The extra workload got Campbell up to speed and he came out of the game no worse for wear. But the weekly award also shines a light on the value the coaches place on giving full-speed, all-out effort on the scout team.

"The most important thing is the look squad," offensive coordinator Nathaniel Hackett said. "They're the ones that get us prepared for everything."

The scout teams run plays or schemes off of cards that are drawn up and shown in the meeting rooms, and again in the huddle at practice. Certain players are charged with mimicking a star player from the opponent, whether it's a running back, receiver, pass rusher or shut-down corner. Others are rotated through when they have regular offensive or defensive snaps to take as well.
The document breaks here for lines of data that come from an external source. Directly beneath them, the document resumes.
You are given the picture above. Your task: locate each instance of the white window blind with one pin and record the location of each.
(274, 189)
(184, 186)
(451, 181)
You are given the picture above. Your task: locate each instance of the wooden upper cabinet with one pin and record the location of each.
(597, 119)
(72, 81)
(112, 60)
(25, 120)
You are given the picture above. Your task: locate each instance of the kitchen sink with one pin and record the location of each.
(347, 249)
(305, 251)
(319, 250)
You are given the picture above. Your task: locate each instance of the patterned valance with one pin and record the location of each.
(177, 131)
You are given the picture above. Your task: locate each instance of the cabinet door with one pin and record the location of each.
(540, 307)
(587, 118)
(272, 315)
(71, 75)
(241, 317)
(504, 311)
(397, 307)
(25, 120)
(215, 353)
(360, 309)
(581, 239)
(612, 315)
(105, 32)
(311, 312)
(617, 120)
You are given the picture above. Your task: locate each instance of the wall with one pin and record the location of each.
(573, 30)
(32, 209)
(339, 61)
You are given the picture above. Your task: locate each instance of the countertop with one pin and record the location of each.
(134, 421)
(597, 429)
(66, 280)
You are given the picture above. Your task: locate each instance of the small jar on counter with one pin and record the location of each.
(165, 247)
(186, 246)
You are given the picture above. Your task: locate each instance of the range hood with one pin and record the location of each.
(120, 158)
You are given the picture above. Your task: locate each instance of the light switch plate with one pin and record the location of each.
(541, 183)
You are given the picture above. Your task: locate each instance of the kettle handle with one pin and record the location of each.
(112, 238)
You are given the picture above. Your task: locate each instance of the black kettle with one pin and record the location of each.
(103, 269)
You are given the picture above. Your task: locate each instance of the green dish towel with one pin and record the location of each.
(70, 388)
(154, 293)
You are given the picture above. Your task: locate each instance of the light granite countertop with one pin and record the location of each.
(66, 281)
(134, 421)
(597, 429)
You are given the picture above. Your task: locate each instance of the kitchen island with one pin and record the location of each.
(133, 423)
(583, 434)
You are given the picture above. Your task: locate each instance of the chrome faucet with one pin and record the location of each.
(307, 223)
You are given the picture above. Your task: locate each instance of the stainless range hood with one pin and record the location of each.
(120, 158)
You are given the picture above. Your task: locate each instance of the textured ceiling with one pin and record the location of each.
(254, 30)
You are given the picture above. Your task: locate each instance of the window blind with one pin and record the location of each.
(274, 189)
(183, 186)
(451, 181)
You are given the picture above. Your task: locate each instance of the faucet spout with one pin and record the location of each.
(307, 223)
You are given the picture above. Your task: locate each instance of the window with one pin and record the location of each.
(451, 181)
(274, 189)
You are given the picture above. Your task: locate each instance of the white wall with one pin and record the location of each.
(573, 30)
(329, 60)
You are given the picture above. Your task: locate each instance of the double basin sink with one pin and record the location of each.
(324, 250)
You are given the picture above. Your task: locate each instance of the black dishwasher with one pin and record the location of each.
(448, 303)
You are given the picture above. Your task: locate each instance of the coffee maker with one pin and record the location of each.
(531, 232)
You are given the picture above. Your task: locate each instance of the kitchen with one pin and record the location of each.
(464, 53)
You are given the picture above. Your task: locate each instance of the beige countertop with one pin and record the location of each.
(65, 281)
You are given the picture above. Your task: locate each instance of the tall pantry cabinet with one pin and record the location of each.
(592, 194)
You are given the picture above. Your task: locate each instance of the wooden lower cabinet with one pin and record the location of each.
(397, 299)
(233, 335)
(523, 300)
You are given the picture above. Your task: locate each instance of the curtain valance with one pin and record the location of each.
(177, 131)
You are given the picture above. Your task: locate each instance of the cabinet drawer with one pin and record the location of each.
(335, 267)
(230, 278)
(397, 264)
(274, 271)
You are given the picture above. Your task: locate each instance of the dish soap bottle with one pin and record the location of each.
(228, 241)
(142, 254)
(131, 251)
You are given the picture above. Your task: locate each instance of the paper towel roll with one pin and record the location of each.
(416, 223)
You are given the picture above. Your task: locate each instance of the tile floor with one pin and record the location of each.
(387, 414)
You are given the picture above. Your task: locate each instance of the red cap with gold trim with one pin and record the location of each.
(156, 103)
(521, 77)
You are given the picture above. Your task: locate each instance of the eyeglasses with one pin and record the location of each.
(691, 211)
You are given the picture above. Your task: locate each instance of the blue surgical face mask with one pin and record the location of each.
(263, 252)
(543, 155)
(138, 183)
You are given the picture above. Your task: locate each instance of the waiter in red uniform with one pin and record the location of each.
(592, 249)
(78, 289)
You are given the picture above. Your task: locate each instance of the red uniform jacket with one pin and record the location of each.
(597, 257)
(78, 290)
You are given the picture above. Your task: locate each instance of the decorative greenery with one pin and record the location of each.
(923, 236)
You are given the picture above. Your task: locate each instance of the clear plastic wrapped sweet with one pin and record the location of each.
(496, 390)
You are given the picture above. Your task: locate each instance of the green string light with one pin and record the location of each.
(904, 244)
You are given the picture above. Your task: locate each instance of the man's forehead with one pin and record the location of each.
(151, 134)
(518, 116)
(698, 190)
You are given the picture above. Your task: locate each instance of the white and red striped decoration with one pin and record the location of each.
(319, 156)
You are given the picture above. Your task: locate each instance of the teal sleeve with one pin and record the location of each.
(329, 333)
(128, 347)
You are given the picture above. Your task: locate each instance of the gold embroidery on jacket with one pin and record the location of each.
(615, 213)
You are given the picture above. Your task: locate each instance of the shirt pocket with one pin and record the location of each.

The Packers' two coordinators are both extremely complimentary of the looks their units get from the scout-team players, having coached in other places where similar diligence can be lacking.

"I've been around some teams, you had to be constantly on them about giving the look," Pettine said. "This is pretty consistent across the board.

"It starts with us as coaches. You get what you emphasize. We have to make sure we draw the cards right and have the information we need, and then we're keeping an eye on those guys."

Both coordinators were reluctant to single out too many individuals for their exemplary efforts, knowing they'd inadvertently overlook someone. But Pettine did praise the scout-team offensive line for its consistent work throughout the season, along with receivers Jake Kumerow and Allen Lazard for the prep they've given the defensive backs.

Hackett mentioned defensive lineman Montravius Adams and linebacker Oren Burks as two defenders who handle a large volume of scout-team snaps while also prepping for a limited role Pettine has in mind for the game.

" Tony Brown is a guy, you almost have to throw him out of the drill," Pettine said of the young, feisty cornerback. "The offensive guys aren't real thrilled with him sometimes because he's in their face and making them work. But that's good."

It also helps their own games, because while they may be playing someone else's scheme in practice, they can continue working on specific techniques the Packers' coaches have taught as they execute those plays.

"We preach to those guys, this is your time to perfect your craft," Pettine said. "That's how you get better."

It also makes the whole team better, most importantly come Sundays.

"This is a really good group, a really conscientious group of guys," Pettine said. "I think both sides of the ball have a good relationship as far as the scout-team stuff goes, and they have a good appreciation for it.

"I think it speaks to the tightness of this team. The guys that are playing appreciate what those guys do for them."